BentoML bug: Http Server is not worked with Pytorch-Lightning without 'del sys.modules["prometheus

Describe the bug

benotml serve {my_service}.py:svc --port 3001 is loaded and stdout shows log

Prometheus metrics for HTTP BentoServer from "{my_service}.py:svc" can be accessed at http://localhost:3001/metrics
2023-04-25T10:49:47+0900 [INFO] [cli] Starting development HTTP BentoServer from "{my_service}.py:svc" listening on http://0.0.0.0:3001 (Press CTRL+C to quit)

However, when I access to 'http://0.0.0.0:3001', it falls in infinite loading loop without any kinds of warning or error message.

When I add 'del sys.modules["prometheus_client"]', the issue is resolved and I can access http server via localhost web.

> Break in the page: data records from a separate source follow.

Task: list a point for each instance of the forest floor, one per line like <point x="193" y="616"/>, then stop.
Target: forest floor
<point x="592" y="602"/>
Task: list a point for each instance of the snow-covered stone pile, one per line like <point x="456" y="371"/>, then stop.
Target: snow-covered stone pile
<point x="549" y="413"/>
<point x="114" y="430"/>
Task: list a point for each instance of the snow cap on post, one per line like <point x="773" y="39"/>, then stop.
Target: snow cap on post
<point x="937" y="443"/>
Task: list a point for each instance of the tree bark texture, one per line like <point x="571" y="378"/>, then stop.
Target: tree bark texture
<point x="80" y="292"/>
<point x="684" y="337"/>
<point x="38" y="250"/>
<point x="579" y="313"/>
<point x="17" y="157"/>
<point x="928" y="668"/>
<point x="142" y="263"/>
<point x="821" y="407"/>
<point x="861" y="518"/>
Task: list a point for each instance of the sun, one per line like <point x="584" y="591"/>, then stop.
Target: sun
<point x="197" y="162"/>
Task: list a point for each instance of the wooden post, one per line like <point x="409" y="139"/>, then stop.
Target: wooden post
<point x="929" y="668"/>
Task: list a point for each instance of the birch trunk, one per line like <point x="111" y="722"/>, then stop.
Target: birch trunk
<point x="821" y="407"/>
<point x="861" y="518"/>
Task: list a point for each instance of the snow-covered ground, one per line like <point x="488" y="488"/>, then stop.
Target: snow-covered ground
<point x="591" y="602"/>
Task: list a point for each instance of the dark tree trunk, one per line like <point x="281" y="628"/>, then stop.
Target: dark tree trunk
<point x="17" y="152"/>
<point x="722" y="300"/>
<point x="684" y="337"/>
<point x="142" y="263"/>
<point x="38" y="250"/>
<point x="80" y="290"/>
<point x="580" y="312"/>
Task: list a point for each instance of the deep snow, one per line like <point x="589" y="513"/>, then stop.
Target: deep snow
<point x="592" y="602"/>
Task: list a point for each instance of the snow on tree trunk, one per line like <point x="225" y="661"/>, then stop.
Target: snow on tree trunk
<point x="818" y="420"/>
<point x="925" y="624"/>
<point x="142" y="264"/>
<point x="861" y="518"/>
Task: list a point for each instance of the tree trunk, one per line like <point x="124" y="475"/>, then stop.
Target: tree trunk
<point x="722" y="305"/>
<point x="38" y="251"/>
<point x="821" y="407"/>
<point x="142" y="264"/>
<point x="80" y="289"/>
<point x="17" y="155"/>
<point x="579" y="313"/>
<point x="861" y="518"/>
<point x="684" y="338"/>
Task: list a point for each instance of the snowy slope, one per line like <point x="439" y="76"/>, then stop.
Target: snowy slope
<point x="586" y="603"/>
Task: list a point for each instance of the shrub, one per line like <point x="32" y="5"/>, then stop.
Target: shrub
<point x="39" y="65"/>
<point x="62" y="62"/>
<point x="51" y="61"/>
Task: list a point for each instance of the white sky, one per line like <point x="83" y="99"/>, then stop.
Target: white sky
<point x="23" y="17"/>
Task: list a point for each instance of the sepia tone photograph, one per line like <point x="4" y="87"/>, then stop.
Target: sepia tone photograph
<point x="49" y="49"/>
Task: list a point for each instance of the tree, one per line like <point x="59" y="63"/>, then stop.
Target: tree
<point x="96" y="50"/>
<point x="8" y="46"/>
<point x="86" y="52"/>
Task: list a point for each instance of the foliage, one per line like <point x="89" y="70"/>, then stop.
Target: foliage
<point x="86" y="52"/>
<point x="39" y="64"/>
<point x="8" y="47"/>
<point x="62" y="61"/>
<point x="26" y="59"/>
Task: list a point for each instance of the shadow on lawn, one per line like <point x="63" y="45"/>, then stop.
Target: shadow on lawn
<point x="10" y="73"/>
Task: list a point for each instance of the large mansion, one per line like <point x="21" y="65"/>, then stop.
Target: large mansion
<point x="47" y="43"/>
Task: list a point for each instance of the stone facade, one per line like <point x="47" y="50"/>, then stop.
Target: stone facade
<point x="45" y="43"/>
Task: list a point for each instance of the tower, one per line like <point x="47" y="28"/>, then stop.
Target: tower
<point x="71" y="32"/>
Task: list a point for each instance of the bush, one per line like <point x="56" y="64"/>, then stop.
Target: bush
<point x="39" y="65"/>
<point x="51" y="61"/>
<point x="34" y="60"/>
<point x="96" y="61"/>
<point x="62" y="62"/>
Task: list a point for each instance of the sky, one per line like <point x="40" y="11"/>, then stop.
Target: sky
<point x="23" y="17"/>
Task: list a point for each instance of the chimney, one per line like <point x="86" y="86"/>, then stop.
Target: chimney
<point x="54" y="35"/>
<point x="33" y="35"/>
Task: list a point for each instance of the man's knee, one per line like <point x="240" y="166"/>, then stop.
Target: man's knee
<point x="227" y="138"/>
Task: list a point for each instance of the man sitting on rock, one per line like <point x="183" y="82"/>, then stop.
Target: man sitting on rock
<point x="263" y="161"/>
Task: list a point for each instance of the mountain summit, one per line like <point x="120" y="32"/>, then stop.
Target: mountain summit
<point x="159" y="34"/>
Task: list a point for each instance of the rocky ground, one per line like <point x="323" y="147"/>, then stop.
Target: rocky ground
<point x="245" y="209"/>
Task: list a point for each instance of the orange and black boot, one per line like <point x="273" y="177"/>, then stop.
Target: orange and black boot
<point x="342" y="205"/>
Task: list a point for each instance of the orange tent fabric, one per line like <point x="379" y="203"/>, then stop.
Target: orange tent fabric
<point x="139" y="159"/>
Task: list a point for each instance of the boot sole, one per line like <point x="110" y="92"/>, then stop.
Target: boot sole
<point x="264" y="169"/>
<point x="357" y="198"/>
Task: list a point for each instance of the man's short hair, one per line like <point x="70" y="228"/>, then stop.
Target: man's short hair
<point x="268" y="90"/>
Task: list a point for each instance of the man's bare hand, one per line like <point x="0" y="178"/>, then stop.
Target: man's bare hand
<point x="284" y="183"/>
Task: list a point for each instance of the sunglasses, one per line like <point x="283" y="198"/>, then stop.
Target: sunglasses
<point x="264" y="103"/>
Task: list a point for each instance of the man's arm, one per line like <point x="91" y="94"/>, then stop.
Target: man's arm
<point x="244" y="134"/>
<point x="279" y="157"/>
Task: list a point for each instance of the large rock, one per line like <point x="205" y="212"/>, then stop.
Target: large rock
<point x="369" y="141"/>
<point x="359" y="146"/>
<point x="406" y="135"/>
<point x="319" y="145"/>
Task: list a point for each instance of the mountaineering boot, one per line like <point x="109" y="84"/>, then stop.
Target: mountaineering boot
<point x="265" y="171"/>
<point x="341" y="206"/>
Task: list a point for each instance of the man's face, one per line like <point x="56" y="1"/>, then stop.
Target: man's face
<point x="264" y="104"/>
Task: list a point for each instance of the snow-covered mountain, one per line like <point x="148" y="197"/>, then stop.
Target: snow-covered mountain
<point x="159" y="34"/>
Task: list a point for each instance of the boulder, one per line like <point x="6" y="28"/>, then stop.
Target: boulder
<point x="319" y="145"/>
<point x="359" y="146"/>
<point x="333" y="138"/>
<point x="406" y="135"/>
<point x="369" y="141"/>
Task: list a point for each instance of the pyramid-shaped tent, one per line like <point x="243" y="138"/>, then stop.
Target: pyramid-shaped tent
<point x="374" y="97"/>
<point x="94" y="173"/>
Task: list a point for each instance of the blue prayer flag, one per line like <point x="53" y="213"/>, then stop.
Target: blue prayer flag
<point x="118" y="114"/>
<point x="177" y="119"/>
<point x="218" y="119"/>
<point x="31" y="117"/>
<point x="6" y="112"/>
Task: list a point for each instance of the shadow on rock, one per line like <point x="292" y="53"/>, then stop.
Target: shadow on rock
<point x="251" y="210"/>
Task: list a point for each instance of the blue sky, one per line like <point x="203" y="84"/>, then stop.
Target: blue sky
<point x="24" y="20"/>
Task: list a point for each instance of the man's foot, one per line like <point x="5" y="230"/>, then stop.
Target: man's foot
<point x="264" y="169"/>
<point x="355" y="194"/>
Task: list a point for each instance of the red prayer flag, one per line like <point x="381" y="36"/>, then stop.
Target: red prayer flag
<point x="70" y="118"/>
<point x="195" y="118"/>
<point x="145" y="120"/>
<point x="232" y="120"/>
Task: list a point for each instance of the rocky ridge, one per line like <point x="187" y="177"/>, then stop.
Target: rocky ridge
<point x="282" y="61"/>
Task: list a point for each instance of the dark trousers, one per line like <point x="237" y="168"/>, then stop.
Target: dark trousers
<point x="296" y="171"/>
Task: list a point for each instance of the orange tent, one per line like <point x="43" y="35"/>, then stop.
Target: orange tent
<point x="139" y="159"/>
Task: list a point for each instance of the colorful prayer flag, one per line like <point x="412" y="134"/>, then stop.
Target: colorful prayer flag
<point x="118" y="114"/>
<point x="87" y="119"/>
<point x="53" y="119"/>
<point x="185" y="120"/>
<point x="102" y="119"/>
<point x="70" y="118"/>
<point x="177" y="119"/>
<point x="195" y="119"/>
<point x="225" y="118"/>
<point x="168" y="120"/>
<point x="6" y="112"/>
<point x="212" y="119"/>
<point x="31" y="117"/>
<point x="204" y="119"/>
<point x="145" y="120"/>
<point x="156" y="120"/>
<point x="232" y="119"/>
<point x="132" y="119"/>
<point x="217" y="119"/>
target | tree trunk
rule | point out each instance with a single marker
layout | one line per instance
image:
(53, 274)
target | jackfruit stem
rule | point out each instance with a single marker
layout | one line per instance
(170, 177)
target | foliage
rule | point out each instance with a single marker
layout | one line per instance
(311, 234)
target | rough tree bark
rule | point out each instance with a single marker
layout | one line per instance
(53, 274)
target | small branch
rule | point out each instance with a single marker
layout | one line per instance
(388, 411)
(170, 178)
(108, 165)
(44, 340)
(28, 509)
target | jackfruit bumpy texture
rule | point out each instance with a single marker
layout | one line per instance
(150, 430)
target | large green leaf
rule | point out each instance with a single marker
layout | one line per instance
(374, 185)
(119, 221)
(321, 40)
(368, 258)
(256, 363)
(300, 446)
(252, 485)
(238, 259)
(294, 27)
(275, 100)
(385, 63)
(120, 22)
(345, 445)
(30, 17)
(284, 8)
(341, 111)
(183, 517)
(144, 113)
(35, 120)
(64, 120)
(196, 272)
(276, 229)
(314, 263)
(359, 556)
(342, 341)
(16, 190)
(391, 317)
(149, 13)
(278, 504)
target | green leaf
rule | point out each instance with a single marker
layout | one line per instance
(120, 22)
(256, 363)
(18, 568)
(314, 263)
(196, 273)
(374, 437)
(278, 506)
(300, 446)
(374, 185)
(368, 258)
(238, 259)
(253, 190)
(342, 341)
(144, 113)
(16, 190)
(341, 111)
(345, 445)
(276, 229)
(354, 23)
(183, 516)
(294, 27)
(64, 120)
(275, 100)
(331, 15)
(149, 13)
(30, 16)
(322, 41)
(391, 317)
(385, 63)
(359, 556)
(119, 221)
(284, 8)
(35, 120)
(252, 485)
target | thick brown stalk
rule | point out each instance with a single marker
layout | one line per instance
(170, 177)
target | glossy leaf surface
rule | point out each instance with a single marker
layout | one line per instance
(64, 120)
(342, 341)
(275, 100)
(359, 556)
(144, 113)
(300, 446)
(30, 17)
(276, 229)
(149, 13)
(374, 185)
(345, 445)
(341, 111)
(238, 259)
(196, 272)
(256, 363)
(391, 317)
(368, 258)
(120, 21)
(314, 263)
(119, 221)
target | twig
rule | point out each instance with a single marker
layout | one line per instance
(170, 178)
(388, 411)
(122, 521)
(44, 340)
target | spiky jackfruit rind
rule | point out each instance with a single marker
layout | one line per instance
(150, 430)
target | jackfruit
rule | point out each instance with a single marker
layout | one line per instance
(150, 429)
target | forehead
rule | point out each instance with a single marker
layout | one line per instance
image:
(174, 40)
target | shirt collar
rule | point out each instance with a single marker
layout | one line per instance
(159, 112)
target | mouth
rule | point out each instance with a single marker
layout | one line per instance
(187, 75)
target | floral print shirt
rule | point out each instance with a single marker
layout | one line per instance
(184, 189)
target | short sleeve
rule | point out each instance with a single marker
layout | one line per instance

I guess it is caused when we import 3rd party library using prometheus client (e.g. pytorch lightning)

To reproduce

I find that just adding a single line

import torch
import pytorch_lightning as pl

...

in your example of 'custom_runner/torch_hub_yolov5/service.py' triggers this bug.

(please run bentoml serve service.py:svc)

However, after add this single line, it will resolve this issue

import torch
import pytorch_lightning as pl

del sys.modules["prometheus_client"]
...

Expected behavior

No response

Environment

bentoml: 1.0.18 python: 3.8.9 pytorch-lightning: 2.0.0

Apr 25 '23 02:04 bobby-ohouse

That's strange. @aarnphm any ideas?

Apr 28 '23 01:04 sauyon

Any updates or do you find any insights? I think it might be related to your custom prometheus client object checking sys.modules separately for edge case handling?

May 08 '23 02:05 bobby-ohouse

I couldn't find reference of prometheus_client within pytorch_lightning.

Can you send your service.py definition here?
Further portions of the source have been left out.